Which is to say, immutable infrastructure needs to be a DevOps thing, not just an Ops thing. Dev needs to care about it as well. If that means in-progress file-transforms get saved to a memcache/gluster/redis cluster instead of the local filesystem, so be it.

This also means that you will have both immutable and bastion infrastructures in the same overall system. Immutable for your logic, bastion for your databases and data-stores. Serverless for your NodeJS code, maintenance-windows and patching-cycles for your Postgress clusters. Applying immutable patterns to components that take literal hours to recover/re-replicate introduces risk in ways that treating them for what they are, mutable, would not.

Yeahbut, public cloud! I don't run any instances!

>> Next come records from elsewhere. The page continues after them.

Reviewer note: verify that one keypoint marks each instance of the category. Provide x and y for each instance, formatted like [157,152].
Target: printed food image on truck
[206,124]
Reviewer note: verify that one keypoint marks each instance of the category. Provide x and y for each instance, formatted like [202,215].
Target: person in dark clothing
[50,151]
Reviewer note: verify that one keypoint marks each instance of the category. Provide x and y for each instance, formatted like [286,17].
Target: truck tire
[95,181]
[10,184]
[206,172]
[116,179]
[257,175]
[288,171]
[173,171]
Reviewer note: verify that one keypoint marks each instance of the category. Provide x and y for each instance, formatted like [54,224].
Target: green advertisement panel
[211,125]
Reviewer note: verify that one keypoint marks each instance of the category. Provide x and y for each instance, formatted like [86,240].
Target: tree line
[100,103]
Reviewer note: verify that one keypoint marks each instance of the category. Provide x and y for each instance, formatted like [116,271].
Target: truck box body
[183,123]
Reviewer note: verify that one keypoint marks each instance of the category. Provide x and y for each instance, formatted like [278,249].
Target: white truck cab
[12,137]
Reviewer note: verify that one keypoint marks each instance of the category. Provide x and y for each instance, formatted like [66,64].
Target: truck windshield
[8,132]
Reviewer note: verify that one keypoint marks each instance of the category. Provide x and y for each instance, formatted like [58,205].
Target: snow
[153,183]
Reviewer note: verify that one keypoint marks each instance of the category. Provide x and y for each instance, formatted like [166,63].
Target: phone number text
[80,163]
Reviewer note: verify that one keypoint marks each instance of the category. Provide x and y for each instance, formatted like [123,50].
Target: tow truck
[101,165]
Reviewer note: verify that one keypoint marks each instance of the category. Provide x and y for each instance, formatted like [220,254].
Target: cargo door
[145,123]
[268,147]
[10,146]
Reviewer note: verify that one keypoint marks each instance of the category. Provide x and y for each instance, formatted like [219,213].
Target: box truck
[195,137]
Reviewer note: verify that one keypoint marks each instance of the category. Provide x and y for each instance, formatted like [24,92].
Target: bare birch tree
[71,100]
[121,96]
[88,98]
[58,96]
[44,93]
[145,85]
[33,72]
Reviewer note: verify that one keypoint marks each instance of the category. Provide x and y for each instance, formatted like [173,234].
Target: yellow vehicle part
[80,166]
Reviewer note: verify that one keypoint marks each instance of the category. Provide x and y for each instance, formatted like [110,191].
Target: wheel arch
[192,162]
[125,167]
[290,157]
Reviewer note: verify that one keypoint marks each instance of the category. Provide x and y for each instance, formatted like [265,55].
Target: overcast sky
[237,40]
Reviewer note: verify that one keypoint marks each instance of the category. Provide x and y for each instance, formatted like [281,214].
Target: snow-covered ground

So, you've gone full Serverless, and all of your state is sitting in something like AWS RDS, ElasticCache, and DynamoDB, and using Workspaces for your 'inside' operations. No SSHing, to be sure. That said, this is about as automated as you can get. Even so, there are still some state operations you are subject to:

  • RDS DB failovers still yield several to many seconds of "The database told me to bugger off" errors.
  • RDS DB version upgrades still require a carefully choreographed dance to ensure your site continues to function, if glitchy in short periods.
  • ElasticCache failovers still cause extensive latency as your underlying SDKs catch up to the new read/write replica location.

You're still not purely immutable, but you're as close as you can get in this modern age. Be proud.